One of the novel aspects of our method is that, in identifying the spikes, we do not simply apply the unconditional standard deviation as a measure of volatility. The time series of the returns exhibit significant anomalies, with periods of extreme volatility followed by periods of relative calm. As a result, using the overall unconditional standard deviation may not always be the suitable choice. In our dataset, we identified non-linear patterns, that the investors may model and exploit. Thus, we model the conditional standard deviation of Bitcoin returns to reflect these non-linear processes applying alternative GARCH models and selecting the one that best fits these non-linearities in the data. Based on this optimal GARCH model, we identify the spikes using a +/−2 conditional standard deviations band. The conditional standard deviation is more critical to the investor since he/she is less interested in the index’s overall historical swings and more concerned with what occurs next, in the short term, in his/her holding period.

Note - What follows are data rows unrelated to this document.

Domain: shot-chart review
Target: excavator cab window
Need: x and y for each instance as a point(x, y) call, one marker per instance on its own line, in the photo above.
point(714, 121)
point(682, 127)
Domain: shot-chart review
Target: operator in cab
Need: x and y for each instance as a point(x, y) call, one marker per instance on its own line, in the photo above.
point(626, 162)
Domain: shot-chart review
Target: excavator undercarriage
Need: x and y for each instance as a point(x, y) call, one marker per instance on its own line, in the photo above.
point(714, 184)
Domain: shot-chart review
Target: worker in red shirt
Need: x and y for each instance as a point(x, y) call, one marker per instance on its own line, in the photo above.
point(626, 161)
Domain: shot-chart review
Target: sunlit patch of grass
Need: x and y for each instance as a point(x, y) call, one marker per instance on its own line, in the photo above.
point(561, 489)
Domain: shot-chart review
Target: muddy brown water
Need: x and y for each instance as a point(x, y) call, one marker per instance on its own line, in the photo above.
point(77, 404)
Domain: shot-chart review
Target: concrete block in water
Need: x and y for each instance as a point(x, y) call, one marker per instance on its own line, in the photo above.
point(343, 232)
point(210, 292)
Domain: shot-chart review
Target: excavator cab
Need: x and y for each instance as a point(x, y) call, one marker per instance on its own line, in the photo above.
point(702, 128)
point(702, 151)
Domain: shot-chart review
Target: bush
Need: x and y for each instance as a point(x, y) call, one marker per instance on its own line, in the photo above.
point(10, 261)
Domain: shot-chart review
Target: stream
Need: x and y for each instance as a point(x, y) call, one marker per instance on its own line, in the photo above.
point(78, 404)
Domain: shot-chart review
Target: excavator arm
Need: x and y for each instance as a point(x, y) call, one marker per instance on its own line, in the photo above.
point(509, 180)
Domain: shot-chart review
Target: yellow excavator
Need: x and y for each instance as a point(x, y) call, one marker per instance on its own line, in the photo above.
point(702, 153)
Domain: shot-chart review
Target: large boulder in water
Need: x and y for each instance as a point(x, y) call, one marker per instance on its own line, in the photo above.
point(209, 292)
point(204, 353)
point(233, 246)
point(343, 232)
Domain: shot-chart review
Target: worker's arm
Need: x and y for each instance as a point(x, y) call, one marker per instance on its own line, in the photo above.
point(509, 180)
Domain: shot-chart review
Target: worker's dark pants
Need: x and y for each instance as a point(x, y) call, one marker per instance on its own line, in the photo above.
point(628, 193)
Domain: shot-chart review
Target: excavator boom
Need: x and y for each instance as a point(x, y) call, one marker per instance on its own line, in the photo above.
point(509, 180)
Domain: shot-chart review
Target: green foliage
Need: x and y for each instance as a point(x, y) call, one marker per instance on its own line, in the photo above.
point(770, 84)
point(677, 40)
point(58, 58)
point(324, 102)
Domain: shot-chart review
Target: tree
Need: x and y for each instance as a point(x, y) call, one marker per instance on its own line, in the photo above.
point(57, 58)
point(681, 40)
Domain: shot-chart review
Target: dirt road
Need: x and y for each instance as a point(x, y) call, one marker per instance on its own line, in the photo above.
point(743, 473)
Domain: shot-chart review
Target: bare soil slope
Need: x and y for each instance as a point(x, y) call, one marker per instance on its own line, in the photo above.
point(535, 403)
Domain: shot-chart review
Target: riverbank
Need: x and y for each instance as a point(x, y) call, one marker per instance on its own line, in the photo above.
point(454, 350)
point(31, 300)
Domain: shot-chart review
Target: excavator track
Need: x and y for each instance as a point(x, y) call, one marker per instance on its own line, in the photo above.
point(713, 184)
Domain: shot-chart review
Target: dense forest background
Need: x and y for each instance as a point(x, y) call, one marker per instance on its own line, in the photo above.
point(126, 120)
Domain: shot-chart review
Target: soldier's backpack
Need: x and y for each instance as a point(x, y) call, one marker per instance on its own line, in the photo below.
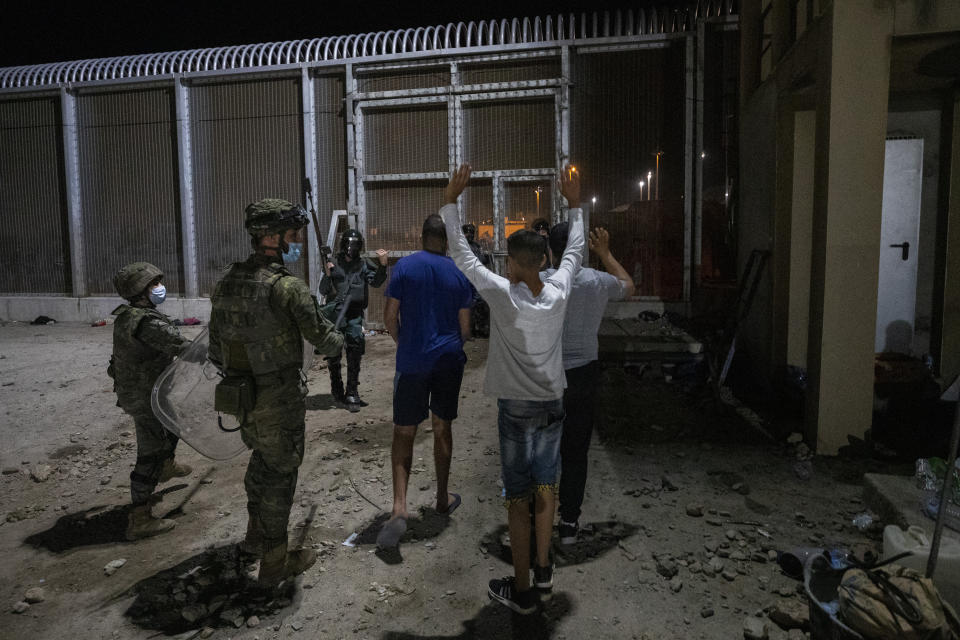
point(893, 602)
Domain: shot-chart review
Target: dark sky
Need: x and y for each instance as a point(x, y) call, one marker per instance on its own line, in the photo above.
point(45, 31)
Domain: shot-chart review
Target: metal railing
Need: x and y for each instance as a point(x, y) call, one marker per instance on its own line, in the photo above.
point(462, 35)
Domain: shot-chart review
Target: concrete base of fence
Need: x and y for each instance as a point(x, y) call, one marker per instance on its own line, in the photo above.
point(27, 308)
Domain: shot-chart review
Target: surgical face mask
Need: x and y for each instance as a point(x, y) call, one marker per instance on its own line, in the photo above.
point(158, 294)
point(292, 254)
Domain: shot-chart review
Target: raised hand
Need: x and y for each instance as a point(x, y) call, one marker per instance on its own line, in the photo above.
point(458, 182)
point(599, 242)
point(570, 186)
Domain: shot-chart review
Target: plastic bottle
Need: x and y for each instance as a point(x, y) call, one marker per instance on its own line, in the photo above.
point(916, 540)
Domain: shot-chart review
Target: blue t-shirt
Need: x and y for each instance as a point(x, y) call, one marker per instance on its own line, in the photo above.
point(431, 291)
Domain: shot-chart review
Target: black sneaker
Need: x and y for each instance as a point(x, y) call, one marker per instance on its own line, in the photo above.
point(569, 531)
point(543, 581)
point(505, 592)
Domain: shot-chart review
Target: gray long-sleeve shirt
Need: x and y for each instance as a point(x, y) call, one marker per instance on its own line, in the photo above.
point(525, 358)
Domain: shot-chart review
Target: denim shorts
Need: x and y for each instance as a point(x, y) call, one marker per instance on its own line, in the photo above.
point(437, 390)
point(530, 433)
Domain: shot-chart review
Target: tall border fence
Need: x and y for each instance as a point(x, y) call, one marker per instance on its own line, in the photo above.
point(153, 157)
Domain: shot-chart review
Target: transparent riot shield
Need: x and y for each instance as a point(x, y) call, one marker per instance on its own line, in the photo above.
point(182, 400)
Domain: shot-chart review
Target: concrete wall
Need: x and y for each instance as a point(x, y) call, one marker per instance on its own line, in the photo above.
point(950, 341)
point(925, 125)
point(758, 167)
point(26, 309)
point(801, 236)
point(846, 229)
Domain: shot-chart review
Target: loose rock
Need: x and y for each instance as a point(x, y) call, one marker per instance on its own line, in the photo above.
point(34, 595)
point(790, 614)
point(112, 566)
point(41, 472)
point(676, 584)
point(755, 628)
point(666, 567)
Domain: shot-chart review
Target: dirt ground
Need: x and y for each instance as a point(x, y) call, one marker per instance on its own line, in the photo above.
point(646, 568)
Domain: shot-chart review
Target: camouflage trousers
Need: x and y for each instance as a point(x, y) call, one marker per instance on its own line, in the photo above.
point(274, 429)
point(155, 445)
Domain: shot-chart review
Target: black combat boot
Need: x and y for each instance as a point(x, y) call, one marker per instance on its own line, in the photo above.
point(336, 379)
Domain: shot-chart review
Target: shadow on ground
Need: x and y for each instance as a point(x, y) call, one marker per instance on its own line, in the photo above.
point(596, 539)
point(97, 525)
point(321, 401)
point(425, 525)
point(496, 621)
point(634, 407)
point(210, 589)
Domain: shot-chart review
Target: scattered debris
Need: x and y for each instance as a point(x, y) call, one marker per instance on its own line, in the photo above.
point(34, 595)
point(112, 566)
point(41, 472)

Following the extraction of spikes using the conditional standard deviation, we use an SVM model paired with two kernel functions. When compared to traditional statistical and economic models, these models typically better capture the non-linearities observed in the data generation mechanism of the sample at hand. Additionally, they do not impose or require any presumptions on the data.
First, we model the data using the best autoregressive model. Then, we iteratively augment our models and test as potential forecasters, a total of 90 financial time series. This procedure selects the Litecoin and the Namecoin returns for both the linear and RBF kernels, and Momentum(4) or ROC(4) only for the RBF kernel.
The results indicate that the overall optimum forecasting SVM model is the one using the non-linear RBF kernel. The best model can achieve high forecasting accuracy for both spikes and non-spikes: 79.17% correct identification of the spikes and 87.43% accuracy for the non-spikes in out-of-sample data. Thus, we find evidence that the returns of alternative cryptocurrencies provide important information on Bitcoin return spikes that ML algorithms can exploit. This is evidence that the cryptocurrencies markets are not segmented between them and are becoming more integrated with information spillovers from one cryptocurrency to the other. Moreover, what is also interesting, is that the cryptocurrencies market, as a whole, seems to still behave as an independent habitat of assets with no direct linkages to the main financial, stock energy, and commodities markets. No such variable from a total of more than 40 variables tested in our analysis, seems to play any role in forecasting the Bitcoin and its spikes. Thus, the users and investors in the cryptocurrencies markets seem segmented and focused on a preferred habitat and not the whole financial market.